Liebe Contentindustrie — wie kann man nur so bescheuert sein? Ihr sägt an dem Ast, auf dem Ihr sitzt. Ihr tretet der Community in den Bobbes, die jahrelang dafür gesorgt hat, dass Eure Botschaften auf PC’s der Leute gekommen ist. Eine TV-Zeitschrift ist auch immer Werbung — dafür jetzt auch noch Geld zu verlangen zeigt, wie nah Ihr am Ende angekommen seid. Ich weiß schon, warum es in meinem Haushalt keinen Fernseher mehr gibt. Könnt Ihr nicht einfach in Ruhe sterben, anstatt wie so häufig noch Communities mitzunehmen, die Euch jahrelang unterstützt haben? So ein Verhalten ist wirklich armselig — man sollte den betreffenden TV-Sendern den Rat geben, aus der VG Media auszutreten.

5 Antworten zu “Kostenlose EPG’s und ihre Zukunft — Die Contentindustrie dreht mal wieder am Rad”

  1. tante sagt:

    Irgendwie haben die einfach ein Problem damit, _irgendetwas_ kostenfrei abzugeben, demnächst wird Werbung gucken auch Geld kosten.

    Ich sehe da aber auch echt keine Änderung kommen, sie hängen auf ihren alten Geschäftsmodellen fest und schaffen es so gar nicht, ihre Geisteshaltung auch nur ein wenig anzupassen.

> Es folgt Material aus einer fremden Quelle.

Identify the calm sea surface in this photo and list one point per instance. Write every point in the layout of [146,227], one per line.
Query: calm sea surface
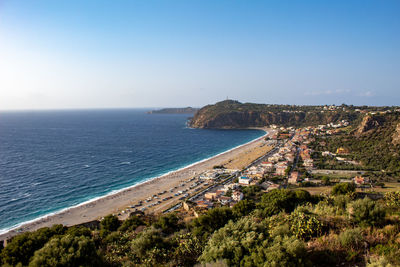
[50,160]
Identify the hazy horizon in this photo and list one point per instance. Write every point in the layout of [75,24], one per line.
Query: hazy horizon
[58,55]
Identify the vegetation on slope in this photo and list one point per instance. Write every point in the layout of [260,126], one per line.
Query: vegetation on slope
[283,228]
[233,114]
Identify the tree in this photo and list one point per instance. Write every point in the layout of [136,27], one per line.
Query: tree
[66,251]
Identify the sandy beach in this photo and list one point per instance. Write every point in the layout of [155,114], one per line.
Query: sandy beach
[116,203]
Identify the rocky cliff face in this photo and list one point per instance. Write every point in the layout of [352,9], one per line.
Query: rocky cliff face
[233,114]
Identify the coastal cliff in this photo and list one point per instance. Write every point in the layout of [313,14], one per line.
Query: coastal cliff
[187,110]
[233,114]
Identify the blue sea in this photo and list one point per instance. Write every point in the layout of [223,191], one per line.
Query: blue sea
[52,160]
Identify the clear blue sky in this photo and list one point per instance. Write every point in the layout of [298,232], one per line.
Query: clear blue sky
[95,54]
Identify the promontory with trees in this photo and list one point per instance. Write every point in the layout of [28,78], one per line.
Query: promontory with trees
[328,219]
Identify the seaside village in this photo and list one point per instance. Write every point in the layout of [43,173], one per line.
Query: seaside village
[289,163]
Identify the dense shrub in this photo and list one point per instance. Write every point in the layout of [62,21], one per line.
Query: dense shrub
[234,241]
[131,224]
[343,188]
[146,244]
[351,238]
[367,212]
[67,251]
[214,219]
[392,199]
[187,249]
[305,225]
[110,223]
[168,223]
[283,200]
[243,208]
[22,247]
[281,251]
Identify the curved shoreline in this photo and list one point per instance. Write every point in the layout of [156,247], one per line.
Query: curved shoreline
[41,221]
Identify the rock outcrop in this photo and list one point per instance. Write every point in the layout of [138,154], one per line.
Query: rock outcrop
[233,114]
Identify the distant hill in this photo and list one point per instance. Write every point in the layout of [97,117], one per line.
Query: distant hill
[187,110]
[233,114]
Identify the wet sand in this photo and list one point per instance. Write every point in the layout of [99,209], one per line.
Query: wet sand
[114,204]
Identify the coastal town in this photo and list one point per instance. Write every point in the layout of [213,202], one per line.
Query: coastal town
[288,163]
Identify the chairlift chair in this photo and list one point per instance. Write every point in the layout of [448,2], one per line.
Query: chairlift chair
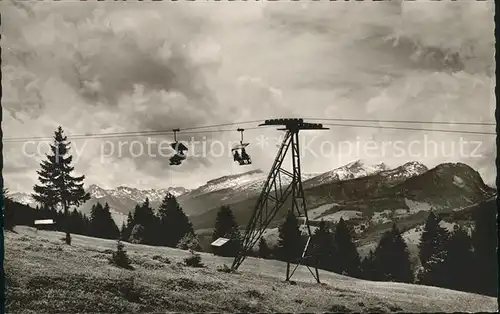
[179,149]
[239,153]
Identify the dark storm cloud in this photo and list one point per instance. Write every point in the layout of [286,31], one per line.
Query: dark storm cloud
[115,67]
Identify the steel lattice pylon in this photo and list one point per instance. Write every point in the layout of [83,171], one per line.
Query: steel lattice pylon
[274,196]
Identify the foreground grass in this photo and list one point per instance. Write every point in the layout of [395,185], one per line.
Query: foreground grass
[46,276]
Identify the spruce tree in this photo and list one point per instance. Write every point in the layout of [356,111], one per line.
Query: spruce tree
[137,234]
[7,213]
[173,222]
[123,231]
[226,227]
[485,241]
[129,226]
[369,269]
[323,247]
[432,240]
[392,258]
[190,242]
[290,242]
[456,272]
[144,216]
[264,250]
[58,187]
[348,260]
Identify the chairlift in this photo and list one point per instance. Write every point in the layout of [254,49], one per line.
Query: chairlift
[179,149]
[239,152]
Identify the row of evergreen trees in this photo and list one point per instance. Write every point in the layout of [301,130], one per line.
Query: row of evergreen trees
[168,226]
[457,260]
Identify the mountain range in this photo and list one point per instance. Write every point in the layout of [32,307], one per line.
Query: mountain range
[369,192]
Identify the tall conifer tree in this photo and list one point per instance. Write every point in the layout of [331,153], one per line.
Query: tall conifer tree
[58,187]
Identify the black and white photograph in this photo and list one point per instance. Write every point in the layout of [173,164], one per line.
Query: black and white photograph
[248,156]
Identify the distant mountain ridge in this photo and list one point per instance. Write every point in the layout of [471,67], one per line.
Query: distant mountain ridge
[372,187]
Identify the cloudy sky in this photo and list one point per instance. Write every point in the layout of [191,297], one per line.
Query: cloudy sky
[120,67]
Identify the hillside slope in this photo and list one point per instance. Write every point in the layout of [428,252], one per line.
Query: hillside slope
[43,275]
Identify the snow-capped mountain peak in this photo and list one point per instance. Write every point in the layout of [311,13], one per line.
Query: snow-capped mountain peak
[355,169]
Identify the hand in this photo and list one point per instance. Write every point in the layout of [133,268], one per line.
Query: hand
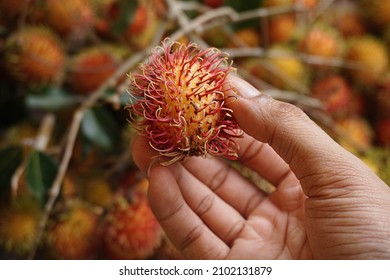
[327,204]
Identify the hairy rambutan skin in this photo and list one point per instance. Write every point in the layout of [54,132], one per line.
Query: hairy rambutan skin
[180,102]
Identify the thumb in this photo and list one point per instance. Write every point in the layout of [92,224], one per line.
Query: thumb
[314,157]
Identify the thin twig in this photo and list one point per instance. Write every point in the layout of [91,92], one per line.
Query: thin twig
[40,143]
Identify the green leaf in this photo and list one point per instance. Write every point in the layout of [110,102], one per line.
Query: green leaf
[10,159]
[40,173]
[52,100]
[127,11]
[100,128]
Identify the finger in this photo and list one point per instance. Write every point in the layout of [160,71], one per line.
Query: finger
[312,155]
[183,227]
[220,217]
[226,182]
[261,158]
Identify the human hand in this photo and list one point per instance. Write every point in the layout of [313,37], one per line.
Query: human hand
[327,203]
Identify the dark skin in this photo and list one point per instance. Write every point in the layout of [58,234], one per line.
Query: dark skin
[327,204]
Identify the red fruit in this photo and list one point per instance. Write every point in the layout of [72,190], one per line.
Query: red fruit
[131,231]
[18,226]
[383,131]
[180,98]
[110,11]
[34,55]
[249,36]
[371,54]
[358,134]
[90,68]
[348,19]
[74,235]
[322,41]
[71,17]
[334,91]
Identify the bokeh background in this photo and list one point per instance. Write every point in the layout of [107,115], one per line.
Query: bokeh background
[68,186]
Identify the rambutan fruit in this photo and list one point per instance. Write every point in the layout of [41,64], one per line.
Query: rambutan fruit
[71,18]
[131,231]
[19,225]
[249,36]
[377,12]
[357,133]
[180,102]
[334,91]
[138,32]
[90,67]
[347,19]
[371,54]
[34,55]
[73,233]
[285,71]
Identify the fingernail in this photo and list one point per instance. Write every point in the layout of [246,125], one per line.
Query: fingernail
[243,88]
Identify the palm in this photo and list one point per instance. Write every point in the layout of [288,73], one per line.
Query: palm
[225,216]
[275,233]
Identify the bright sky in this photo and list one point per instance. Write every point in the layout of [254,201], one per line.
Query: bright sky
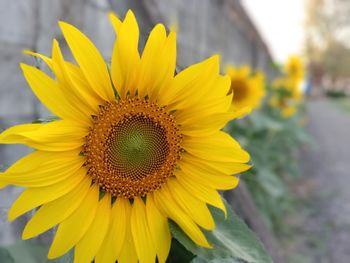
[280,23]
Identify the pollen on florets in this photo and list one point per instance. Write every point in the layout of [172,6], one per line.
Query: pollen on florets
[132,148]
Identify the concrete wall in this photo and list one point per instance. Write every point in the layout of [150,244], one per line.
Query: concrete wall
[204,27]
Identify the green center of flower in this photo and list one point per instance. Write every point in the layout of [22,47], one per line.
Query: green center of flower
[138,147]
[132,148]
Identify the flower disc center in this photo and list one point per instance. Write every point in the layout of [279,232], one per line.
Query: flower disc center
[138,147]
[132,148]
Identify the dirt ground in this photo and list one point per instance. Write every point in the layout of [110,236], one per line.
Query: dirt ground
[320,224]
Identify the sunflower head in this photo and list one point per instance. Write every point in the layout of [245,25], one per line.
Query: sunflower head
[294,68]
[286,95]
[133,147]
[248,90]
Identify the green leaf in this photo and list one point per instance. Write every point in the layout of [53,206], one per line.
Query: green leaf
[178,253]
[231,239]
[222,260]
[27,251]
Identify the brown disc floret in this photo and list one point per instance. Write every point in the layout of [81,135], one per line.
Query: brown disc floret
[132,148]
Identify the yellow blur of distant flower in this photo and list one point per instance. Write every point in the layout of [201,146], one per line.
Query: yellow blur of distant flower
[294,68]
[286,96]
[132,148]
[248,90]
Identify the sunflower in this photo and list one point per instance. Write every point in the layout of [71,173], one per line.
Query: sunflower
[294,68]
[285,97]
[247,90]
[132,148]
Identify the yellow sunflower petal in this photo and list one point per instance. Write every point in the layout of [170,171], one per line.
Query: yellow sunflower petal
[125,57]
[115,237]
[218,167]
[115,21]
[150,71]
[52,169]
[61,135]
[90,61]
[71,230]
[189,83]
[128,253]
[88,246]
[207,176]
[47,60]
[53,213]
[165,66]
[49,93]
[219,147]
[141,234]
[208,125]
[33,197]
[194,82]
[204,193]
[168,205]
[69,88]
[196,209]
[159,229]
[199,113]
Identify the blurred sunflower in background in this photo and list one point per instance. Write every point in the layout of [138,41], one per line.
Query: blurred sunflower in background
[248,90]
[286,96]
[287,93]
[294,68]
[131,148]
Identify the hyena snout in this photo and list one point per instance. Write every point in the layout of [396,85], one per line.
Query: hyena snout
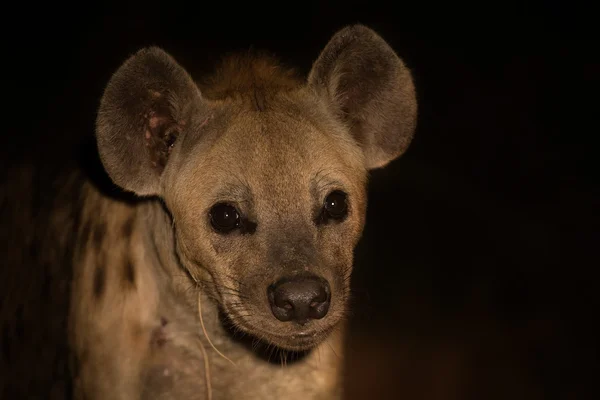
[299,299]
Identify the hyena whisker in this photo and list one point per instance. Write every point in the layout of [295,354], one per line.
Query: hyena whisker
[206,333]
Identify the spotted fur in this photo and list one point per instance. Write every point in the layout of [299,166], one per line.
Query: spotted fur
[149,302]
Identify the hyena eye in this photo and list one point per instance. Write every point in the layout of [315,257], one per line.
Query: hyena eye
[336,205]
[224,217]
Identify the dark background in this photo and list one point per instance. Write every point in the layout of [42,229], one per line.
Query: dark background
[476,275]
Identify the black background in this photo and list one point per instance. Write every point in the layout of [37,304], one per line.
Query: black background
[475,277]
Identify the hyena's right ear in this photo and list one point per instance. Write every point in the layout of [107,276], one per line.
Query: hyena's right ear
[145,108]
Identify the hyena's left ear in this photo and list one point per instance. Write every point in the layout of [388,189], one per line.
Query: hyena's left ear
[146,107]
[370,89]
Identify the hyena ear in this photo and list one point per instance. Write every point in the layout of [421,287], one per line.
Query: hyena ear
[145,107]
[370,89]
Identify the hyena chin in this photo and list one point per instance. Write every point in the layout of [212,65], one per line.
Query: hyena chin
[246,196]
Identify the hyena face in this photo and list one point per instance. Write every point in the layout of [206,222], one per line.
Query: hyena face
[268,217]
[264,174]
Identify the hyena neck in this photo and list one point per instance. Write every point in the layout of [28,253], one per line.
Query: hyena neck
[179,291]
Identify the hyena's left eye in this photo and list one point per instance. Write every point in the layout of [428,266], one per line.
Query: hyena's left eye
[224,217]
[336,205]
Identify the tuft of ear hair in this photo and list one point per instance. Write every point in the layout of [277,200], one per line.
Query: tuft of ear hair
[370,89]
[145,107]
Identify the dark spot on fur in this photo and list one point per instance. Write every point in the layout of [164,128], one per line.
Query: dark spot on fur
[259,100]
[46,282]
[159,338]
[99,281]
[99,232]
[130,272]
[85,231]
[128,227]
[6,344]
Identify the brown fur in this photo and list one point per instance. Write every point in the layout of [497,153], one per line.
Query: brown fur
[257,136]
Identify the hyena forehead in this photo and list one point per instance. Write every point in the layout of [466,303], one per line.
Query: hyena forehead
[289,150]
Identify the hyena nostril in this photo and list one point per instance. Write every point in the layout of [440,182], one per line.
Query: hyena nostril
[299,299]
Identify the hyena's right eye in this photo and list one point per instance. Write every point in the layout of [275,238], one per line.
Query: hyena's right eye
[224,217]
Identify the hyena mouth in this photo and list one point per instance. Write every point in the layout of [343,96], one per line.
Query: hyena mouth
[268,343]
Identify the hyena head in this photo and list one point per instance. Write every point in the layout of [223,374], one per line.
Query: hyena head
[263,173]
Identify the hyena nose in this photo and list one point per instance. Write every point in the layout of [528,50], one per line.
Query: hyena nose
[299,299]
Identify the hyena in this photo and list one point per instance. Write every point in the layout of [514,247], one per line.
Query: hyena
[218,265]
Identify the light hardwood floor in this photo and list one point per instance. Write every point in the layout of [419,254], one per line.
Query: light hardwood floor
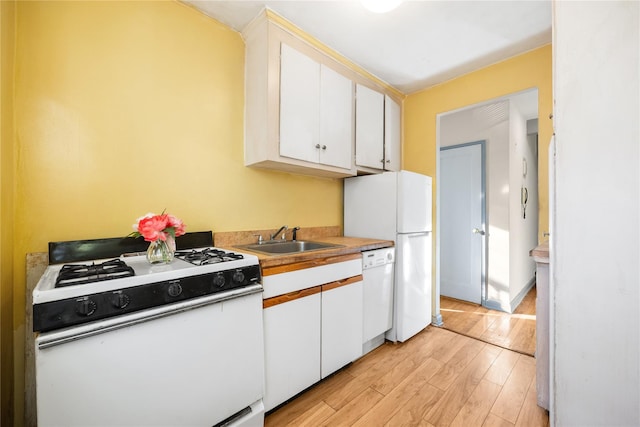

    Es ist mittlerweile (gerade wenns um TV geht) nur noch lächerlich: TV hat Probleme, muss gegen alles mögliche andere konkurrieren (DVDs, Videospiele, Internet/Surfen, &ct), aber anstatt den Leuten entgegen zu kommen, um sie zu fixen Zeiten vor den Verblödungsstrahler zu locken, werden den Menschen Steine in den Weg geworfen.

  2. Oliver sagt:

    >Irgendwie haben die einfach ein Problem damit, _irgendetwas_ kostenfrei abzugeben

    Schau dich beim Rest der Bevölkerung um, das Gros hat ebenso etwas dagegen etwas frei abzugeben. Darüber täuscht auch nicht der Erfolg der Wikipedia oder die Verbreitung von Dingen unter der CC hinweg. Es ist ein gesellschaftliches Problem und das Geben/Nehmen keinesfalls eine Einbahnstraße.

  3. tante sagt:

    Für viele ist die Wikipedia ja auch nicht so sehr _geben/nehmen_ wie viel mehr ein reines _nehmen_.

    In Zeiten wo das Wort «Neiddebatte» sich mit Gewalt in den aktiven Wortschatz aller drängt, wo Missgunst eine Qualität ist, wo «Geiz ist geil» gilt, ist das natürlich kein Wunder.

  4. Falk sagt:

    Es ist ein gesellschaftliches Problem

    Es ist reine Gier und Streben nach Macht. Widerliche Gesellschaft…

  5. derhans sagt:

    Irgendwie erinnert mich das an die Geschichte mit den Liedtexten, die auch keiner ohne zu zahlen veröffentlichen darf. Einfach nur krank.

    > Für viele ist die Wikipedia ja auch nicht so
    > sehr _geben/nehmen_ wie viel mehr ein
    > reines _nehmen_.

    Das stimmt. Die viele Menschen betrachten insbesondere das Internet als großen kostenlosen Selbstbedienungsladen, hauptsache alles für lau. Selber etwas beisteuern, und sei es nur ne Kleinigkeit tun die allerwenigsten.